En matière de digital comme de religion, il y a les croyants et les pratiquants.
Force est de croire que dans le domaine du digital au moins, en Tunisie, nous sommes extrêmement croyants et guère pratiquants.
La crise du COVID-19 nous a permis de constater une autre similitude : en cas de danger imminent, les humains ont tendance à se tourner vers la religion pour chercher le salut. Et ces dernières semaines, un peu partout dans le monde, on s’est tourné vers le numérique pour faire face au danger.
La Tunisie n’a pas échappé au phénomène. Que ce soit pour permettre le télétravail, imprimer des visières en 3D ou améliorer le suivi de la propagation de la maladie et la prise en charge des malades, la technologie a été très présente dans la gestion de la crise.
L’urgence a fait que nous avons pu voir des miracles se produire : des solutions mises en place en quelques heures sinon quelques jours.
Nous sommes extrêmement croyants dans le digital parce que le sujet a fait partie de tous les programmes électoraux et gouvernementaux quel que soit leur orientation idéologique ou économique. Tous les partis et chefs de gouvernements depuis 2011, sans aucune exception, nous ont parlé de la nécessité et de l’urgence de la désormais célèbre « Ramakna ».
Croyants aussi, de par la foison de conférences sur le sujet où des panels d’experts expliquent à une audience, souvent acquise, l’importance de la transformation digitale déclinée à toutes les sauces et suivant le buzz Word du moment. « Vision sans exécution n’est qu’hallucination » disait Thomas Edison. Faire des conférences, vulgariser et diagnostiquer est louable mais si cela ne débouche pas sur une dynamique de transformation cela devient une perte de temps. Il serait peut-être opportun d’organiser une conférence pour débattre de l’intérêt de toutes ces conférences.
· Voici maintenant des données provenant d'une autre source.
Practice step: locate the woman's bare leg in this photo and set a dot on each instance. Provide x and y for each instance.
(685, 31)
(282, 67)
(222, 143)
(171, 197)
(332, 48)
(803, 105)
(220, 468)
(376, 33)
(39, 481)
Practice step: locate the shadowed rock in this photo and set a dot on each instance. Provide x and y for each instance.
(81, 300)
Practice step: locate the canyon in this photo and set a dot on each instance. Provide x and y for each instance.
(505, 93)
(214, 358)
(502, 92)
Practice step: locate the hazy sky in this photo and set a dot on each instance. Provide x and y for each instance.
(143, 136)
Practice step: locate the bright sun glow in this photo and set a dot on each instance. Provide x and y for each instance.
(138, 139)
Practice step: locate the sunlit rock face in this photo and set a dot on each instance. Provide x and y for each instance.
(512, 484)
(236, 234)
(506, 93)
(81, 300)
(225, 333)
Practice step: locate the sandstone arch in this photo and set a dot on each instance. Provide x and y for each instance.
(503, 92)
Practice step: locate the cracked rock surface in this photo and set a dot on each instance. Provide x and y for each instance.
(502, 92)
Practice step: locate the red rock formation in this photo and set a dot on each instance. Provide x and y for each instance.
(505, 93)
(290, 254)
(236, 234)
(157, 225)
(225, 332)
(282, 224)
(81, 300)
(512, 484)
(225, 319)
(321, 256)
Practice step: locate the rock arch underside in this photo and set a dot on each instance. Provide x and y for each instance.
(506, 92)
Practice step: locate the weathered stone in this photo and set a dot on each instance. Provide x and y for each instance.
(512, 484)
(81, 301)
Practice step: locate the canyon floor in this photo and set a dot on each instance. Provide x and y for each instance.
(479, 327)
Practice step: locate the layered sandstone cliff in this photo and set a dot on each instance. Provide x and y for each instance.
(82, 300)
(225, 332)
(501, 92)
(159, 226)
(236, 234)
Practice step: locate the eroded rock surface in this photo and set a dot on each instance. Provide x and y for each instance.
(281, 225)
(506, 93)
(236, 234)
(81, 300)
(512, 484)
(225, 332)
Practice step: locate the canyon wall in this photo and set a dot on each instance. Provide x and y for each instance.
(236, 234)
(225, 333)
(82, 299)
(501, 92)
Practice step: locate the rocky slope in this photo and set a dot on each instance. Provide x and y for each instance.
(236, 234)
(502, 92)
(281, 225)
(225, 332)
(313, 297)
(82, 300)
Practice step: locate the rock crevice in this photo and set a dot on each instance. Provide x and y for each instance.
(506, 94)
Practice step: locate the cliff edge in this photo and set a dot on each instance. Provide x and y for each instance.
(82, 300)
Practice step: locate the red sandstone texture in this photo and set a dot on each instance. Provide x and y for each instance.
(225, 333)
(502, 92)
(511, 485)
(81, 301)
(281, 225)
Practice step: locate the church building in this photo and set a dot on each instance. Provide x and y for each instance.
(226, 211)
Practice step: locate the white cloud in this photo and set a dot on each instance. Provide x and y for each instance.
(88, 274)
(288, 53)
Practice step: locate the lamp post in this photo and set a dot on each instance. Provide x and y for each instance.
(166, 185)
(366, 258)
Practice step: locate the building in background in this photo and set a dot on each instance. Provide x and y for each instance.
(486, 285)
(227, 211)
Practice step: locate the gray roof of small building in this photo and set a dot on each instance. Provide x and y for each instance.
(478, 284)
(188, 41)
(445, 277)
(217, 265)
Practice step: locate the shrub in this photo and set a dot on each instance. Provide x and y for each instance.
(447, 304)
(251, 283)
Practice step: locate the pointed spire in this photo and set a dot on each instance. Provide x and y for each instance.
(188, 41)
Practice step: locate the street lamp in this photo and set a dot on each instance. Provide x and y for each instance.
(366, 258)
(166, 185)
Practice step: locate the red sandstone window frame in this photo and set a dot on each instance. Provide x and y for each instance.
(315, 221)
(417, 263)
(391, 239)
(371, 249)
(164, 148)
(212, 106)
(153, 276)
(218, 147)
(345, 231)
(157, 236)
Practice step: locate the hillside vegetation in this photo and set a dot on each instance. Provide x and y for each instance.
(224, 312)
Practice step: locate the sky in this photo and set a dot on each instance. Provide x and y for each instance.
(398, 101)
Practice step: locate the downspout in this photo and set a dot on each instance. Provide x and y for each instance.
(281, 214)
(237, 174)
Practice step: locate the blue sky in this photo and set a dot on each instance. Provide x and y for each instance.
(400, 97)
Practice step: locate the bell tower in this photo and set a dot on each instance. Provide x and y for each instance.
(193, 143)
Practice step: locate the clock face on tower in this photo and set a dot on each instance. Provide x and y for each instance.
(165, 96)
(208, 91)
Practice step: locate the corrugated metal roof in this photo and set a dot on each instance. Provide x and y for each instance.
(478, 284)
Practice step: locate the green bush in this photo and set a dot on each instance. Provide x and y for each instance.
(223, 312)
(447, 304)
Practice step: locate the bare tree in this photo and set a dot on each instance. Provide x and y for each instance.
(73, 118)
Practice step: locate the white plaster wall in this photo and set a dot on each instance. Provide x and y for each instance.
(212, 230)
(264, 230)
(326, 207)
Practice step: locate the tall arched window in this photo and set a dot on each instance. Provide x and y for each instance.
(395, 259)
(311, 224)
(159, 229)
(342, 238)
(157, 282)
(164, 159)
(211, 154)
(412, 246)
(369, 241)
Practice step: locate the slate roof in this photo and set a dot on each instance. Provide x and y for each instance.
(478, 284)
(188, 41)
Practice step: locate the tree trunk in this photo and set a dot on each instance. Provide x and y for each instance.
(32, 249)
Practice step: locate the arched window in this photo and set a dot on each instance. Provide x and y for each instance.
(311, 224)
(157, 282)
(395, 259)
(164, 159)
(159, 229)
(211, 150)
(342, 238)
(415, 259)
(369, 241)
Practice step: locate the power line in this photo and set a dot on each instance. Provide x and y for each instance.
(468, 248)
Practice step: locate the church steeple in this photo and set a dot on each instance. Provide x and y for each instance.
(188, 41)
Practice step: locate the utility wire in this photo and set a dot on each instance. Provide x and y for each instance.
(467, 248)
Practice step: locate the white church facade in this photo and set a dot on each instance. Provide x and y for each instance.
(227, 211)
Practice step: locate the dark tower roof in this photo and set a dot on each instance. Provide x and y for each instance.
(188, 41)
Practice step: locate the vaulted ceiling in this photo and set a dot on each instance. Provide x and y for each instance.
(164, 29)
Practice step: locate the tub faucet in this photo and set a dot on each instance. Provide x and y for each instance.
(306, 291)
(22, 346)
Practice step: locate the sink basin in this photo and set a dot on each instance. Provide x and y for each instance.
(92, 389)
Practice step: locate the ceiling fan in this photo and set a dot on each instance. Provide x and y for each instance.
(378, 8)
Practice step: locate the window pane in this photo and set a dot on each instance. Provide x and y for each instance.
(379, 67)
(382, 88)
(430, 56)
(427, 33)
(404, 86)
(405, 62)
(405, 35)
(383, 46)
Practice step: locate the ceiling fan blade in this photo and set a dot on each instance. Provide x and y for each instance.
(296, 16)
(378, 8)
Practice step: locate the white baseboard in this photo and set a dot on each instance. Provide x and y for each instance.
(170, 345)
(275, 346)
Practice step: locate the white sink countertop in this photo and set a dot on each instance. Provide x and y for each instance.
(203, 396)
Mais paradoxalement peu pratiquants parce que, du moins à ma connaissance, les avancées dans le domaine sont loin d’être en adéquation des attentes. La Fontaine dirait que le ramage ne se rapporte pas au plumage.
Du point de vue de l’observateur averti, on a pu constater plus d’effets d’annonces que de réelles avancées impactantes ayant un réel effet sur le citoyen ou l’entreprise.
Pouvoir avoir son extrait de naissance ou son bulletin numéro 3 en ligne est certes intéressant mais est-ce que cela a eu un réel impact sur le citoyen ? Je suis particulièrement curieux de connaître le coût de mise en œuvre et les coûts d’exploitation de ces projets et le comparer au nombre d’extraits et bulletins servis afin de calculer un coût par document.
Dans ce qui suit, on essaiera de développer le sujet à partir des réflexions de l’auteur nourries d’échanges faites lors d’un récent Webinar organisé par ECON4Tunisia sous le thème «Covid-19, la révolution digitale c’est maintenant ou jamais ! Oui mais Comment ? ».
Essayer de digitaliser sans adresser le problème des paiements relève de l’utopie
Le COVID-19 et le confinement associé ont engendré une explosion des services de livraison à domicile, mais contrairement à ailleurs, le process n’étais pas digitalisé à 100% parce qu’il fallait faire du paiement à la livraison et dans le meilleurs des cas se déplacer à un distributeur pour aller chercher du cash.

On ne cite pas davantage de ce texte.